Mais avant de poursuivre.

— La Dame ?

— Non mon récit. J’éprouve le besoin impérieux d’ouvrir incontinent une parenthèse pour faire remarquer toute l’ingéniosité des femmes et comment tous les jours de nouvelles carrières s’ouvrent devant elles, grâce, sauf leur respect, à leur esprit fouinard.

Le voilà bien le triomphe du féminisme, le vrai, le bon !

Donc mon aimable amie qui, par un hasard singulier de la destinée, s’appelle madame veuve Poilras, tenait avec son mari, dans les parages indiqués ci-dessus un asile-hôpital pour chiens et bouledogues, comme dit M. le préfet de police, qui avait une fort jolie clientèle, recrutée particulièrement chez les demi-mondaines et les vieilles demoiselles qui avaient perdu leurs dernières espérances en coiffant un bonnet bien connu sous le nom de Sainte Catherine !

Du reste le couple méritait cette confiance, car tout le monde savait bien, y compris la Société protectrice des quadrupèdes, qu’il traitait ses pensionnaires avec douceur, humanité ? pourquoi pas animalité ? — le mot est à créer — et sans fourche !

Cependant ces braves gens ne faisaient pas absolument fortune et ils mettaient tout juste les deux bouts ensemble, avec leurs cinq enfants qui avaient toujours une faim caniche, comme disait le concierge d’un de mes grands oncles en 1862, si mes renseignements sont exacts.

Mais tout a une fin, puisque nous en parlons sans jeu de mots et un vilain jour le pauvre chef de cette intéressante famille passa l’arme à droite — je dis ça, parce qu’il était gaucher et dans l’espèce cela veut dire simplement qu’il dévissa son billard à la suite d’un refroidissement.

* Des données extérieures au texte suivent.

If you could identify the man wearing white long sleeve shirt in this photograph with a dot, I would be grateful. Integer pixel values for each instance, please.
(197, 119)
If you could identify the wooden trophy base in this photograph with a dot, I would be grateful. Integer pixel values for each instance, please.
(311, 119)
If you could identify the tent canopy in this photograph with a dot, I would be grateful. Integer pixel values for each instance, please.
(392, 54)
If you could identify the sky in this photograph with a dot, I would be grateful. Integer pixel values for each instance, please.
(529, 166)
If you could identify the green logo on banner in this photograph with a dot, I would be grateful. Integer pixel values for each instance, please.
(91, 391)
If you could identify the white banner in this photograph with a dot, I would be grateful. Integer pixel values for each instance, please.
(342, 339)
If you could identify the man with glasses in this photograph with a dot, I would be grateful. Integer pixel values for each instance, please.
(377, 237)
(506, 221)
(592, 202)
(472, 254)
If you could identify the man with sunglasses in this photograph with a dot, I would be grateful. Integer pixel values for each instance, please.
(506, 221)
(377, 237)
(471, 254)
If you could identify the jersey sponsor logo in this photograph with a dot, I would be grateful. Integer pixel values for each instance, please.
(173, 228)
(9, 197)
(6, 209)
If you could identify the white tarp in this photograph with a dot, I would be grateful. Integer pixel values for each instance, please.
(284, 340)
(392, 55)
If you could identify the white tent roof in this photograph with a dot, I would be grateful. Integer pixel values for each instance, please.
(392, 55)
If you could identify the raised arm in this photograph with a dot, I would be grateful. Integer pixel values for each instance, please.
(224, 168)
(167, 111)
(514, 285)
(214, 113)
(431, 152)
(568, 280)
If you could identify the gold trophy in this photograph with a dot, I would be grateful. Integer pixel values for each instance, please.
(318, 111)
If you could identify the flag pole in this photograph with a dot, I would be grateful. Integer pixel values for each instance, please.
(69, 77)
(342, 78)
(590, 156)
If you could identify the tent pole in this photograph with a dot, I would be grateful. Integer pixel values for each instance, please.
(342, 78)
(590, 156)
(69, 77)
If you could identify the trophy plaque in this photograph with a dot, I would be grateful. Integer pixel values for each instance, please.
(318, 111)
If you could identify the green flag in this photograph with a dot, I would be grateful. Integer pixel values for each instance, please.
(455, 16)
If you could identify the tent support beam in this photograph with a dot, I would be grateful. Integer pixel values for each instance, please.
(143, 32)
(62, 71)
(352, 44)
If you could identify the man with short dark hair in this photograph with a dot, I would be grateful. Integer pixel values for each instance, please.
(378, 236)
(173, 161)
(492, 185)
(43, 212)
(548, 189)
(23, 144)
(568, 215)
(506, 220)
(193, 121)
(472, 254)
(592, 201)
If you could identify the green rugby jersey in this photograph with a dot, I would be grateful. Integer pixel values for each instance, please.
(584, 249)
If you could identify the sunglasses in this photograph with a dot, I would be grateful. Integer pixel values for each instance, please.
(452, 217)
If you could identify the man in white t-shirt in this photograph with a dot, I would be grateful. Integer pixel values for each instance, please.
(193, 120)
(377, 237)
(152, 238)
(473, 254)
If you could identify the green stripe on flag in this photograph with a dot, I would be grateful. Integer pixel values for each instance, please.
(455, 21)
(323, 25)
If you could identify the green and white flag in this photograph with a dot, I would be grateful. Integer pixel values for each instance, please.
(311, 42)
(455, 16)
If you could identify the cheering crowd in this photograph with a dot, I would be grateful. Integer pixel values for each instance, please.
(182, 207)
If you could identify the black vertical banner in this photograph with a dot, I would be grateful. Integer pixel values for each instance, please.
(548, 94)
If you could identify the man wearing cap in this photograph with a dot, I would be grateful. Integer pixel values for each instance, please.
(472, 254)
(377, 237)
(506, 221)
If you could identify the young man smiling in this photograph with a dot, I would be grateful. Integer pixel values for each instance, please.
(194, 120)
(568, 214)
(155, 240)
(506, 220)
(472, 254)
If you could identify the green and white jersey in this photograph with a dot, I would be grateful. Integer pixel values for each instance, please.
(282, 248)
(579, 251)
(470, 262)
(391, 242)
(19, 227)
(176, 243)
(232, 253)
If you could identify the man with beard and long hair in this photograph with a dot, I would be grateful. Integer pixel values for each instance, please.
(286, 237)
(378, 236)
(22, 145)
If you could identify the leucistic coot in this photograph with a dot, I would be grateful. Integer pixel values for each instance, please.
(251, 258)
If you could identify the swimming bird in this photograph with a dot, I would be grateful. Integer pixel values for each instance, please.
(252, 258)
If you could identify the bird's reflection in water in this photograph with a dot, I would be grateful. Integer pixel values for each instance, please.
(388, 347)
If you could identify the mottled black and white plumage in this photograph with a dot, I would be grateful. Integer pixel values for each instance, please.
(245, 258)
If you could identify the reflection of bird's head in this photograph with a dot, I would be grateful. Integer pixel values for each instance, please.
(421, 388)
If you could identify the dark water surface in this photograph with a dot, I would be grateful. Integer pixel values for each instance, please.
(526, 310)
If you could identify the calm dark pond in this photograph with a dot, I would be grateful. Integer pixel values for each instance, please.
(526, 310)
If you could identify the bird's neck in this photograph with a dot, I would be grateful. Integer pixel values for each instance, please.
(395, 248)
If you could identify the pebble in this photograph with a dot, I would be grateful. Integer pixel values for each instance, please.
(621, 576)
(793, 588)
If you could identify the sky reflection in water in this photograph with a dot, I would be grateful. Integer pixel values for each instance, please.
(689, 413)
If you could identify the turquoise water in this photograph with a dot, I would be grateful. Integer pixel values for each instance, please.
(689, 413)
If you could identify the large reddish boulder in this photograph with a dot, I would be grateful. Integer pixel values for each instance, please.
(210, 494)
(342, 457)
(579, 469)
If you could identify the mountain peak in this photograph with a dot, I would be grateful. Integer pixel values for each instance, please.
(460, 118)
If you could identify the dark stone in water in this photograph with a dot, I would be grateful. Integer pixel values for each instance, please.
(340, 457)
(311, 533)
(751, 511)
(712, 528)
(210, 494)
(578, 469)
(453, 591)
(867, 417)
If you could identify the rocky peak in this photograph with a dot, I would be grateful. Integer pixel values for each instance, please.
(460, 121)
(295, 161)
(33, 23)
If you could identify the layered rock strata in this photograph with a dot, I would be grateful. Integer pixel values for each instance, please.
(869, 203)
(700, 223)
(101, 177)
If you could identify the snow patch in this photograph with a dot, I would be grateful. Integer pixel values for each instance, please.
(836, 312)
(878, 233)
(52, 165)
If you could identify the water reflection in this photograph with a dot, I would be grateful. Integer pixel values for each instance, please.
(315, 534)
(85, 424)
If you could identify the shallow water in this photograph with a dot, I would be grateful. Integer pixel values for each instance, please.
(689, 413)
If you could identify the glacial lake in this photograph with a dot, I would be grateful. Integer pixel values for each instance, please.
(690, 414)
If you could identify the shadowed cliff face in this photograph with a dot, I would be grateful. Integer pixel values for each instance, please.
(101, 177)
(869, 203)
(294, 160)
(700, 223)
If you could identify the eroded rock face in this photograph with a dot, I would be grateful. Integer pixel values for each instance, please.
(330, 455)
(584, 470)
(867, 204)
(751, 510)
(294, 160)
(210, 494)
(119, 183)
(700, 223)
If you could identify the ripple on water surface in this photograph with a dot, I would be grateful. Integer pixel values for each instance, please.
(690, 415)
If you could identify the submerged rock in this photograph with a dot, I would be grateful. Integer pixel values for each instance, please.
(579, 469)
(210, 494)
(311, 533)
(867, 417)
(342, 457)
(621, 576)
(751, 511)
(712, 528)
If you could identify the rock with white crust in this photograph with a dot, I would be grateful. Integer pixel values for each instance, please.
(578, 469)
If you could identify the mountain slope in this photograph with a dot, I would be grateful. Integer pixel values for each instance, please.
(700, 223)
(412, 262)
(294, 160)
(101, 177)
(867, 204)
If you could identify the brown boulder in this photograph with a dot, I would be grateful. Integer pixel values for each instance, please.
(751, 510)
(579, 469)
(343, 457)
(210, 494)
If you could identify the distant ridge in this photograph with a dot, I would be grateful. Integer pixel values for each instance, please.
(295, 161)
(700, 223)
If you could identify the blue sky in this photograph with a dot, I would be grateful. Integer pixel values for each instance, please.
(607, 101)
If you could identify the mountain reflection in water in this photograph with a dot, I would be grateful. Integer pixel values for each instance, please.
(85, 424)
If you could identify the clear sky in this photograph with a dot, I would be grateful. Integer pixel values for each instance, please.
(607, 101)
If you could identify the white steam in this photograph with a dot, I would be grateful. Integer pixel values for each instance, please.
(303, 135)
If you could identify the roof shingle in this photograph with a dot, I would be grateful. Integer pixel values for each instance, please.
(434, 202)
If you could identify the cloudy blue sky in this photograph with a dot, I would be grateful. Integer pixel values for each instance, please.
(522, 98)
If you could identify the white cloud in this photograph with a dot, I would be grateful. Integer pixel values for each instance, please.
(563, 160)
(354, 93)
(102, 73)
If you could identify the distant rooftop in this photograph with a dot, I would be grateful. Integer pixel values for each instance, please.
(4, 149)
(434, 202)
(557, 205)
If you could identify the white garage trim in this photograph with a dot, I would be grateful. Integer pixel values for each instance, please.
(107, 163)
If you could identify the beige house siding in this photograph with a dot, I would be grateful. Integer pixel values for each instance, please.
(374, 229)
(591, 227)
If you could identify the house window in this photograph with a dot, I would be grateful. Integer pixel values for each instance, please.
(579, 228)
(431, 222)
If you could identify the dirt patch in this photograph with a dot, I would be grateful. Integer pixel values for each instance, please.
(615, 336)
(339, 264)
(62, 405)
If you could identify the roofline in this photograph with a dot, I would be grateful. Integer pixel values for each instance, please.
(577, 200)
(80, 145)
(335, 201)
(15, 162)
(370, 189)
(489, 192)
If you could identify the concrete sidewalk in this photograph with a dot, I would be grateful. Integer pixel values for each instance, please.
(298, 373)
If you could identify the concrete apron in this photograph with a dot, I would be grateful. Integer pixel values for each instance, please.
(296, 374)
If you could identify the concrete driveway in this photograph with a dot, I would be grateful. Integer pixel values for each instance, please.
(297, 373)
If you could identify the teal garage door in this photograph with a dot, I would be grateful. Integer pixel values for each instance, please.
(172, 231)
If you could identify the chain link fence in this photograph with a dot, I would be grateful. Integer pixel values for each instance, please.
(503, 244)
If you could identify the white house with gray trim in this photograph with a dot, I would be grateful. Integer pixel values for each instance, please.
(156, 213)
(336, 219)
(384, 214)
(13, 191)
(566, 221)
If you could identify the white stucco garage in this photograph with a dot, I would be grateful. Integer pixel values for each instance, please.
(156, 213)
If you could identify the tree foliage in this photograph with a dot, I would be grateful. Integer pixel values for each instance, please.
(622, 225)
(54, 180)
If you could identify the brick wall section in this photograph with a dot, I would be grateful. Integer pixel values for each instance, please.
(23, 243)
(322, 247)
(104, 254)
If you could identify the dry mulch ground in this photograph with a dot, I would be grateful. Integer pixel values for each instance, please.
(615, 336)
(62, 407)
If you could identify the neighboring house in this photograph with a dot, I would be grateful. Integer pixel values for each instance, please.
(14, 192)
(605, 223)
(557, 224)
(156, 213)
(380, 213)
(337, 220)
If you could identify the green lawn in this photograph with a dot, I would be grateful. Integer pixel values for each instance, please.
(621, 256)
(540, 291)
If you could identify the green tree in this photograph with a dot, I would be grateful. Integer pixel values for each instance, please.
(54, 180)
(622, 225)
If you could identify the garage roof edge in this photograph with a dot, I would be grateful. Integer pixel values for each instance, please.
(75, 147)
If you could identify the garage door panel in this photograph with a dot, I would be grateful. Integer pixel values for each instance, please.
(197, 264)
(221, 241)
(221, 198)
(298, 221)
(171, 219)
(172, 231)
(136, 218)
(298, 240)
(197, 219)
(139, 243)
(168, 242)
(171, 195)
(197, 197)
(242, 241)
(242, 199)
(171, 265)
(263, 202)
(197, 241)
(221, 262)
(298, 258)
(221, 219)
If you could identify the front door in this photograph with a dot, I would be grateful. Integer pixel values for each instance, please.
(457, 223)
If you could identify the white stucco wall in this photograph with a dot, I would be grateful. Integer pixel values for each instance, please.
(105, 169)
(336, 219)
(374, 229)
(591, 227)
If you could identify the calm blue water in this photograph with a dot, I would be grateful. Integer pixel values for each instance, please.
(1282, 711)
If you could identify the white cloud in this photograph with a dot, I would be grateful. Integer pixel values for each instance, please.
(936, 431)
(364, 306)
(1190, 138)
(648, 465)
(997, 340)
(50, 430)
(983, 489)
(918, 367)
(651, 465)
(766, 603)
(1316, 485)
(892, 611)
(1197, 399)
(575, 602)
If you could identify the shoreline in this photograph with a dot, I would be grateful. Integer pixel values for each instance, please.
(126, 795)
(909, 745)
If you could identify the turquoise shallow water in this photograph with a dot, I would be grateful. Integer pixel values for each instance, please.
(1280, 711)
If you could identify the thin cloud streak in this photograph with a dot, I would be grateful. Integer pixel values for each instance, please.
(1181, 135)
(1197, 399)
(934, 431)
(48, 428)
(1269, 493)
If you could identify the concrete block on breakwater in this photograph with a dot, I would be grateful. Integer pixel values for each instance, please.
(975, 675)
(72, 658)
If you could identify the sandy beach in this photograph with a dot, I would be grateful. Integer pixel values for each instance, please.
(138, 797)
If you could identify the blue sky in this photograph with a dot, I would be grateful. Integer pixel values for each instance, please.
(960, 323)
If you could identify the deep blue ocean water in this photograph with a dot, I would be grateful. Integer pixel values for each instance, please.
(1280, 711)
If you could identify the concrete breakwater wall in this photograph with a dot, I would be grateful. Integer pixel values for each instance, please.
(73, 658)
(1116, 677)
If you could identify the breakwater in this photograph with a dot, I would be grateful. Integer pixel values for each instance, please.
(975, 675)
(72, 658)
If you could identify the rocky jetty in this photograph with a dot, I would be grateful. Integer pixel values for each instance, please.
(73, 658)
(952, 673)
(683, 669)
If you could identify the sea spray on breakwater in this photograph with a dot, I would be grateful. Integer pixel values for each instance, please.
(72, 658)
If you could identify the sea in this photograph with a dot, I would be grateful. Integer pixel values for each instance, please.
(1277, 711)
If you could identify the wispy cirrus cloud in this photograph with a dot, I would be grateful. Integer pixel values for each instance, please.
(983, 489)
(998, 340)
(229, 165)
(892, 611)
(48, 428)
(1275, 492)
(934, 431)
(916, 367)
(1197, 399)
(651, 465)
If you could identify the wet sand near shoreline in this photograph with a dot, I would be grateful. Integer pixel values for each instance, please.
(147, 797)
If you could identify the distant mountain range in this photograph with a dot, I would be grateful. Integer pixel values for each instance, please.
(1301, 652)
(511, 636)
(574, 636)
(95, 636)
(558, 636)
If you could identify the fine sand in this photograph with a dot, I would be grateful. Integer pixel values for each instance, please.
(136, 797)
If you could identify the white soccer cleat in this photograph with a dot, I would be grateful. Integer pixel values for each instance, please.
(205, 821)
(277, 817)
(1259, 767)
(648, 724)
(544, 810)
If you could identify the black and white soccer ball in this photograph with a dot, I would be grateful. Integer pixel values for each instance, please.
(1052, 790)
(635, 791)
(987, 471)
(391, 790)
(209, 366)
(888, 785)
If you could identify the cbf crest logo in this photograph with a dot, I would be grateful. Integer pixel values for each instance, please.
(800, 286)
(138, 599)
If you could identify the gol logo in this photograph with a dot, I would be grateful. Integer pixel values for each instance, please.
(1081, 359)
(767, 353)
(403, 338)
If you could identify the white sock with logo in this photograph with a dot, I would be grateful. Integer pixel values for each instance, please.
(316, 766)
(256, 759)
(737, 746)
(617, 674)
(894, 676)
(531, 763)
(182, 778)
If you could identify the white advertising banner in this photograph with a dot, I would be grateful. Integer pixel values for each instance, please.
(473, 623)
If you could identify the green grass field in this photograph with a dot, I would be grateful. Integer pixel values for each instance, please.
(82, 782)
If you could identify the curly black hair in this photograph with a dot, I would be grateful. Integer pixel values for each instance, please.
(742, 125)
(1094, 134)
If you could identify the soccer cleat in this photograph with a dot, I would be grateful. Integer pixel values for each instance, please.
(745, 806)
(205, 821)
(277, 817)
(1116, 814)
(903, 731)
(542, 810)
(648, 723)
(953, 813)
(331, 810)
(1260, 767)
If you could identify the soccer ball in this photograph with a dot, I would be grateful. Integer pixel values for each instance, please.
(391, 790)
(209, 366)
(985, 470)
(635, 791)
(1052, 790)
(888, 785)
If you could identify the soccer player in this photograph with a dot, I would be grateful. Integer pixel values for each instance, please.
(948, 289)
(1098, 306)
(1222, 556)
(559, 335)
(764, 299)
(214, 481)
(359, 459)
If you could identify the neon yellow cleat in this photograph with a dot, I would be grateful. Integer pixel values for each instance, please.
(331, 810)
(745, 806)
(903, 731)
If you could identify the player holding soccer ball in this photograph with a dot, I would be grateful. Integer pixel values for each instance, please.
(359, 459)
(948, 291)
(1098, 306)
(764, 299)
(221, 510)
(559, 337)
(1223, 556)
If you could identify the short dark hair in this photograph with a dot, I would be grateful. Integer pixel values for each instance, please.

Madame Poilras, seule avec ses cinq enfants et son chagrin fut bien malheureuse ; cependant elle montra beaucoup de courage et continua sa petite industrie, alors que pour une femme, obligée de commander à des domestiques, c’était bien véritablement un métier de chien, pour ne pas dire un chien de métier.

Cependant la digne femme était observatrice et un beau jour elle acquit la conviction que la plupart de ses jolies ou sentimentales clientes ne connaissaient absolument rien aux différentes races de chiens.

— Ah, si j’étais en Angleterre, soupirait-elle souvent, ça marcherait mieux, car les Anglais et leurs respectables épouses ont l’amour intelligent et la connaissance raisonnée des chiens.

Ils savent les nourrir, les soigner, les sélectionner. Ici, hélas, rien de semblable. Je n’ai vraiment qu’une clientèle de poupées…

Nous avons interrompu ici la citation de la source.